Define the amount of images to stream and processes, then recreate the target and run the processes:

In [None]:
# Define the amount of frames to stream
num_of_frames = 1000

# Start the streaming inference
send_process = Process(target=send, args=(network_group, num_of_frames))
recv_process = Process(target=recv, args=(network_group, num_of_frames))
recv_process.start()
send_process.start()
print(f"Starting streaming (hef='{model_name}', num_of_frames={num_of_frames})")
with network_group.activate(network_group_params):
    send_process.join()
    recv_process.join()

# Clean pcie target
target.release()
print("Done")

## DFC Inference in Tensorflow Environment

Note: This section is not yet supported on the Hailo-15, as it requires the Dataflow Compiler to be installed on the device.

The ```runner.infer()``` method that was used for emulation in the model optimization tutorial can also be used for running inference on the Hailo device inside the ```infer_context``` environment.

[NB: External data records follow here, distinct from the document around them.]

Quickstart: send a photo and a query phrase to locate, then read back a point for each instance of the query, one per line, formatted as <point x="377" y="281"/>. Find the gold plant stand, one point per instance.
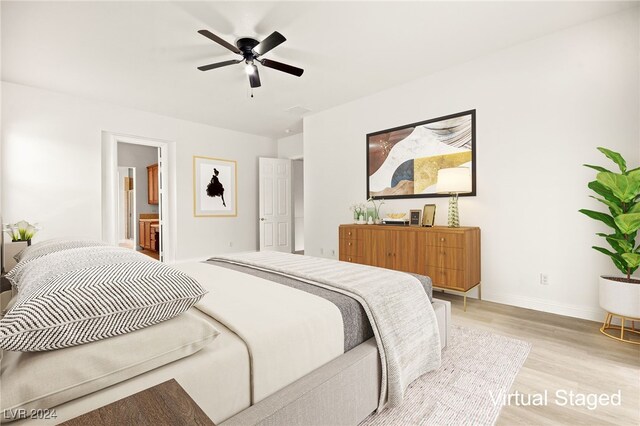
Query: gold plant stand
<point x="625" y="333"/>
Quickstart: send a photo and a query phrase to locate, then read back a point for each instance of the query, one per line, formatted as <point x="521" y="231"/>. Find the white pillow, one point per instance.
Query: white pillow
<point x="42" y="380"/>
<point x="81" y="295"/>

Before calling this function with hardware context, please make sure a HEF file is loaded to a runner, by one of the options: calling ```runner.compile()```, loading a complied HAR using ```runner.load_har()```, or setting the HEF attribute ```runner.hef```.

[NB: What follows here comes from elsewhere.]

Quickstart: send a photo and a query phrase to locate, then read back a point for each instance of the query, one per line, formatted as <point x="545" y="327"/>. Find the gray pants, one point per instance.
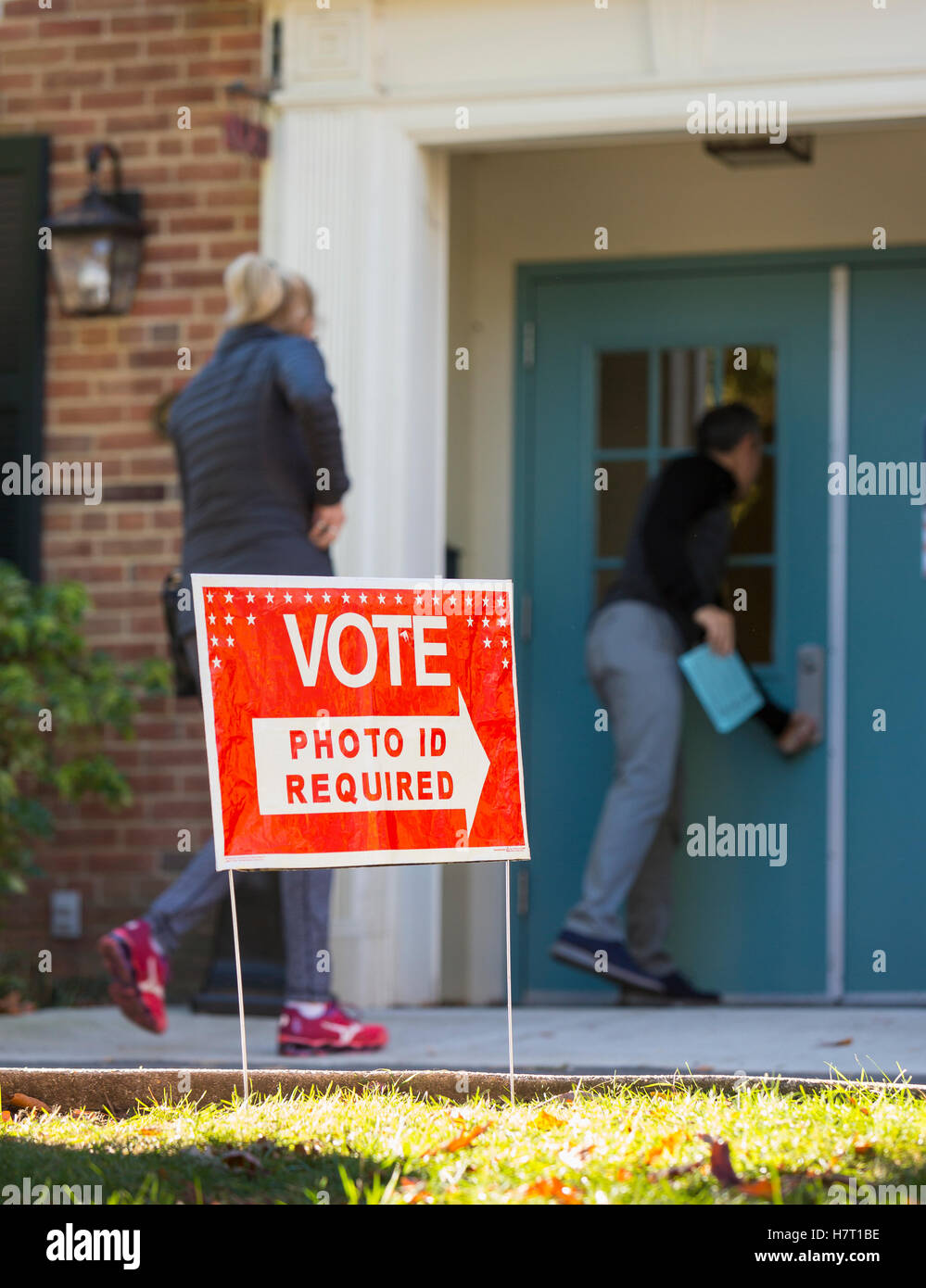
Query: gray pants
<point x="631" y="654"/>
<point x="304" y="902"/>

First, create the runner and load a compiled HAR:

In [None]:
model_name = "resnet_v1_18"
compiled_model_har_path = f"{model_name}_compiled_model.har"
runner = ClientRunner(hw_arch="hailo8", har=compiled_model_har_path)
# For Mini PCIe modules or Hailo-8R devices, use hw_arch='hailo8r'

Calling ```runner.infer()``` within inference HW context to run on the Hailo device (```InferenceContext.SDK_HAILO_HW```):

In [None]:
hef_path = f"{model_name}.hef"
hef = HEF(hef_path)
input_vstream_info = hef.get_input_vstream_infos()[0]
image_height, image_width, channels = input_vstream_info.shape
num_of_images = 10
low, high = 2, 20

with runner.infer_context(InferenceContext.SDK_HAILO_HW) as hw_ctx:
    # Running hardware inference:
    for i in range(10):
        dataset = np.random.randint(low, high, (num_of_images, image_height, image_width, channels)).astype(np.uint8)
        results = runner.infer(hw_ctx, dataset)

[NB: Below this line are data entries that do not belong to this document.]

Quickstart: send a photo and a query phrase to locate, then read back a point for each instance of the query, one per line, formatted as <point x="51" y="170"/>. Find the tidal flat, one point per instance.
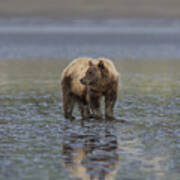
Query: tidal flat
<point x="36" y="142"/>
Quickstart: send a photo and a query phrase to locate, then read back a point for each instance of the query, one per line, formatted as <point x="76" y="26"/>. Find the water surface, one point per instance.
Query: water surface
<point x="36" y="142"/>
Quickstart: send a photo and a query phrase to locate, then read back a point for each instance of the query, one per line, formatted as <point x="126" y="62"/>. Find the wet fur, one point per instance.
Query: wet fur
<point x="88" y="96"/>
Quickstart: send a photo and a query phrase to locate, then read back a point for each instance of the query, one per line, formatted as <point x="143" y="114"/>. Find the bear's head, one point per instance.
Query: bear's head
<point x="94" y="74"/>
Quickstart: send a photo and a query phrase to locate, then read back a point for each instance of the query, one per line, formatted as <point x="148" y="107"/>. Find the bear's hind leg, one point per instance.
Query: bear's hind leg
<point x="110" y="99"/>
<point x="84" y="108"/>
<point x="68" y="98"/>
<point x="68" y="105"/>
<point x="95" y="107"/>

## Profiler with Runtime Data

This will demonstrate the usage of the HTML profiler with runtime data:

Note: On the Hailo-15 device:

1. The `hailortcli run2` command should be run on the device itself
2. The created json file should be copied to the Dataflow Compiler environment
3. The `hailo profiler` command should be used

In [None]:
model_name = "resnet_v1_18"
hef_path = f"{model_name}.hef"
compiled_har_path = f"{model_name}_compiled_model.har"
runtime_data_path = f"runtime_data_{model_name}.json"

# Run hailortcli (can use `hailo` instead) to run the .hef on the device, and save runtime statistics to runtime_data.json
!hailortcli run2 -m raw measure-fw-actions --output-path {runtime_data_path} set-net {hef_path}
!hailo profiler {compiled_har_path} --runtime-data {runtime_data_path} --out-path runtime_profiler.html


# Instead, this command could be used: hailo profiler {compiled_har_path} --collect-runtime-data --out-path runtime_profiler.html

### Notes on the Profiler with runtime data
resnet_v1_18 is a small network, which fits in a single device without context-switch (it is called "single context"). Its FPS and Latency are always displayed.

The ``--runtime-data`` flag is useful with big models, where the FPS and latency cannot be calculated on compile time. With runtime data, the profiler displays the load, config and runtime of the contexts, the fps and latency for multiple batch sizes.

The runtime FPS is also displayed on the hailortcli output.